Mohamad Jamal Khweis — the 26-year-old American who had been serving with ISIS until earlier this week, when he was detained while trying to quit — explained on Kurdish TV today that living with the architects of the caliphate was no fun at all. “Our daily life was prayer, eating, and learning about the religion for eight hours,” he said. ““It was pretty hard to live in Mosul. It’s not like the Western countries … There’s no smoking.”
Khweis said that he didn’t take to his sharia studies, didn’t like his imam, and eventually came to the same conclusion that most of the planet figured out a long time ago: ISIS does not represent Islam. “I don’t see them as good Muslims,” he said during the broadcast. But he really wanted to hammer home his crucial point: “My message to the American people is, the life in Mosul—it’s really, really bad.”
Not only was living with ISIS a total drag, but getting to Mosul was a huge schlep. Khweis left his family in Virginia in 2014, making his way to Turkey, where he met an Iraqi woman who said she could get them across the border.

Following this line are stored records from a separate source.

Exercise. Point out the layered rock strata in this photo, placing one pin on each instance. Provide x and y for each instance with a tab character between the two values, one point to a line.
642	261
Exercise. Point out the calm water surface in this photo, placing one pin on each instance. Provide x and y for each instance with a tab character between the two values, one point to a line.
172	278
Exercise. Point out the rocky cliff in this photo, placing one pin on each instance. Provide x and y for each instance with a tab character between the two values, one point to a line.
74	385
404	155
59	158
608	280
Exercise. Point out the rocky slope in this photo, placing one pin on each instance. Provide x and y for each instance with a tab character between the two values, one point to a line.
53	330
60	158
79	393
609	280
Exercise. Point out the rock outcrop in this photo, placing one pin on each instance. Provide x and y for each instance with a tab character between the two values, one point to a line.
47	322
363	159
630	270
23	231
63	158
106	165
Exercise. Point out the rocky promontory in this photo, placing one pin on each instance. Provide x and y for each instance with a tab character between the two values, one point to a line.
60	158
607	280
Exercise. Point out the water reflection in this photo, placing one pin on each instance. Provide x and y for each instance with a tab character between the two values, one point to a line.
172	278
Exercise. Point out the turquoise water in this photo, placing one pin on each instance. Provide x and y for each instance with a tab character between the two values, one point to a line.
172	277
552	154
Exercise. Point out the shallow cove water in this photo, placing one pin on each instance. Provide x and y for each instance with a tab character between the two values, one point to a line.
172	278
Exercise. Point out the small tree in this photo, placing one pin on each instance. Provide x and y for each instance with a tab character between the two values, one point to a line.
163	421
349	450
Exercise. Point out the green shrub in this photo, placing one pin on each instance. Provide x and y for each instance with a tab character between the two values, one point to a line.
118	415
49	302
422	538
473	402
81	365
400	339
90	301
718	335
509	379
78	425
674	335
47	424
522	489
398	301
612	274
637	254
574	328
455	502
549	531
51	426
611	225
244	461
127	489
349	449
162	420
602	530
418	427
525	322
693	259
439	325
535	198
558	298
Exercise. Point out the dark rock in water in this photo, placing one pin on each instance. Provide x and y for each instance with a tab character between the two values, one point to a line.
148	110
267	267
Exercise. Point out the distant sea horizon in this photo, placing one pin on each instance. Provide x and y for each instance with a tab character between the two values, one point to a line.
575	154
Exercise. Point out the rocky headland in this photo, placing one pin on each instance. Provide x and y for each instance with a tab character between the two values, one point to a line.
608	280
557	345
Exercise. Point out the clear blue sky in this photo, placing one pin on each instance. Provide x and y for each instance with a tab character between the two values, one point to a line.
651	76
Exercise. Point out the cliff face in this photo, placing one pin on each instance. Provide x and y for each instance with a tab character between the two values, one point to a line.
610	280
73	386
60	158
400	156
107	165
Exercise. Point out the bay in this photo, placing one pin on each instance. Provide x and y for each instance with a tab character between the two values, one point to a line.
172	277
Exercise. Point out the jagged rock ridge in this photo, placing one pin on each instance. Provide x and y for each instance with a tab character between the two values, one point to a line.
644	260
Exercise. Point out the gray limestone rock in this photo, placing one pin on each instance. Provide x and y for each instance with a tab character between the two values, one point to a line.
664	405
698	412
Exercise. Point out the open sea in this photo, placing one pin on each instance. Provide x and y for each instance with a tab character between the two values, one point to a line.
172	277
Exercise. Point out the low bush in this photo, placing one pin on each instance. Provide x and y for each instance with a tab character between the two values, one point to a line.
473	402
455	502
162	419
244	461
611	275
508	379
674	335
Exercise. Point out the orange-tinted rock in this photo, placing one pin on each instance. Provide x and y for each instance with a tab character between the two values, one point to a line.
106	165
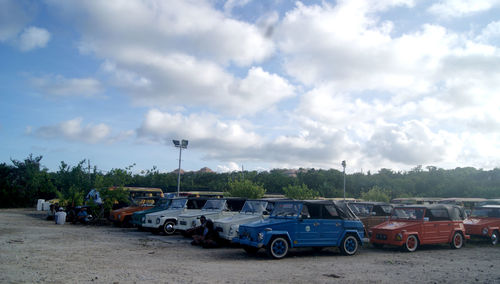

They took a bus to the Turkey-Syria border, then a taxi into Syria, where he stayed with a series of foreigners who were also headed to join ISIS. A ten-hour all-male bus trip got him through the desert to Mosul.
Khweis eventually quit his sharia studies and decided to give himself up to Kurdish forces. He had, he says, been having second thoughts the entire time. ”I made a bad decision to go with the girl and go to Mosul … I wasn’t thinking straight, and on the way there I regretted — I wanted to go back,” he said. ISIS has lost 40 percent of its land in Iraq and recently had to cut fighters’ salaries in half. Meanwhile, U.S. counterterrorism officials are eager to get their hands on the dissatisfied defector and have called Khweis a “gold mine” of information.